“Preemptive Strike” (7×24)

The penultimate TNG story, and the last Ro Laren story for over a quarter of a century, feels more like a DS9 episode: The Cardassians are conniving and unlikable, but not outright antagonists. The Federation’s position is pragmatic but morally dubious. Instead of tying the plot up in a neat little bow, the characters are forced to live with the choices they’ve made.

This is also the last time Patrick Stewart has directed on a Star Trek show. The episode is relatively light on Picard, with Ro as the undeniable central character. But the scenes Picard does have are doozies, and the final shot is staggering: the camera pans around a Picard who is stiff as a statue, his British stoicism struggling to contain fury and heartbreak and betrayal. Picard had invested a lot personally and professionally in Ro’s redemption, and she has thrown it all away for reasons that he can understand intellectually but never empathize with emotionally.

From what I understand, there was quite a bit of antipathy between the Star Trek producers and Michelle Forbes, after they had designed DS9 in part around Ro Laren only for her to turn down a series regular role. I have mixed feelings about that; I think continuing her journey of redemption under Sisko while getting back to her Bajoran roots would have been a more interesting and organic place to take the character. On the other hand, Nana Visitor was great as Kira Nerys and there were things they could do with Kira and her backstory that they never would have been able to do with Ro.

This episode resulted more or less out of the producers’ desperation. The end of the series loomed, and they were an episode short. Because this was the only story idea developed enough to get before cameras by the deadline, it fell to Jeri Taylor to mend fences enough to get Forbes back one last time.

The episode continues Riker’s unfortunate track record when it comes to undercover assignments. I really liked how Riker was written in the scene where Ro sabotages the mission and defects to the Marquis, and I thought Frakes brought a wonderful kindness and understanding to his performance that felt like a 180 from how Riker first met her in “Ensign Ro”. They’re not on the same side in that moment, but Riker still cares about her as a person, understands why she’s making the choice she’s making, knows how hard it is, and doesn’t have any desire to make it any harder.

In terms of Ro’s choice: I’m on the fence about whether it tracks or not. Given her upbringing, her history with the Cardassians, and her outsider status within Starfleet, it probably does. But as an audience member, I’ve seen her develop this mentor-mentee relationship with Picard over three seasons. It’s hard to believe that one guest star in one episode can get her to betray him.

I also don’t know that I buy Picard planning to lure the Marquis into a trap so that they can be slaughtered, especially given the care taken to disable but not destroy the Marquis raiders at the beginning of the episode. The cold logic tracks in terms of realpolitik: It’s better to sacrifice hundreds to spare the hundreds of thousands who would die in an unnecessary war. But that’s just not the kind of moral calculus Picard usually makes. I think it would have worked better if Admiral Nechayev had come up with the plan and Picard — despite his reservations — obeyed orders and executed it.

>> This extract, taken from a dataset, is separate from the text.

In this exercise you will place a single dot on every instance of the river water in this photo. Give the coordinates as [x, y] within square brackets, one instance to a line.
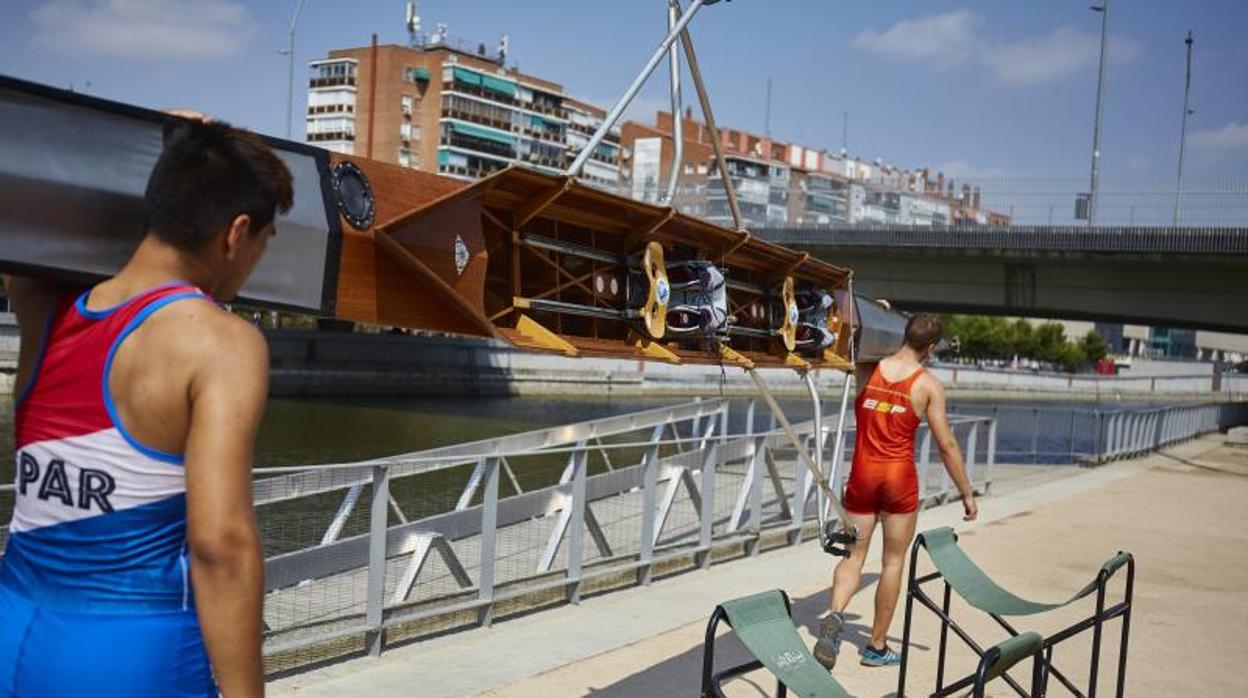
[333, 431]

But all in all, lots of meaty stuff and a story that felt like a real departure for this show.

Impacts on Star Trek Continuity:

This was the only TNG episode featuring Ro Laren made after DS9 had debuted. That resulted in a number of changes to better align with (and take advantage of) what DS9 had established, starting with the elimination of the ridges above Ro’s nose on the bottom edge of her frontal bone. The production reason for this change was to streamline the creature makeup now that a Bajoran character was a series regular. As some who has a strong desire for verisimilitude in my fictional worlds, I wish they’d provided an in-universe explanation. Perhaps the eyebrow ridges release hormones during adolescence, and dissipate at a certain point in adulthood. Or perhaps it could have been a racial difference, like how the Romulans from the northern continent have forehead ridges but the Romulans from the more southern regions do not.

I do like seeing the Cardassians in their proper fascist uniforms, though.

The most recent episode of “Picard” deals with the fallout of this episode, and the ways its consequences have rippled down through lives of both central characters involved. It’s some really beautiful work, at least as poignant but no more tidy in its resolution.